At a professional level, I became interested in instructional design when I graduated college. I was looking for a career that combined the arts, technology, and education. As an aspiring musician, I studied in the New School Jazz program in New York City. NYC is a box of chocolates for any aspiring artist – and an incredible place to learn what the peak in any art form is. While in New York, I gained an invaluable training at Kaplan, Inc., designing books, courses, and tests to prepare students for college tests, an experience that gave me a foundation in instructional design and assessment. This led me to Sessions, which I joined in 2001, after a period designing educational websites at a dotcom. At the time, the web was absolutely primed to explode as a viable medium for education, and Sessions was already showing tremendous promise in delivering engaging and effective programs. There was an educational model that combined some of the best attributes of an art school education with a focus on digital skills and technology that is constantly changing.
GDUSA: What skills are most important to teach college students these days?
GD: We’ve also put a lot of thought into helping students develop skills for the workplace of today and tomorrow. For example, two critical areas of focus in the BFA program are research and presentation. Students need to show that they can conduct research and develop business solutions based on industry, client, and audience research. The ability to present your creative process and your final artwork is a major emphasis. Delivering and explaining your work professionally in any meeting format (online, F2F, or board room) will only become more essential going forward.

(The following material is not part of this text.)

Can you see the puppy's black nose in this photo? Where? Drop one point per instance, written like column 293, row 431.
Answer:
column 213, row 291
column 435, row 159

At a more holistic level, the program has a focus on building the cultural and business skills that any creative graduate should have. Courses on cultural anthropology and global design attune students to a wider world that is rich in cultures and subcultures. In a sense, any creative who is developing a message or campaign, whether it is local, national, or international, needs to be an anthropologist who can research and decipher the semiotics of a target audience. From a business perspective, the program prepares students for realities of beginning a creative career, through an internship/entrepreneurship course where students gain real work experience for credit, and through interactive marketing and accounting courses that help you conceptualize how to promote and monetize your talents. It is important that creative types develop the confidence in a business environment that enables them to thrive in the real world.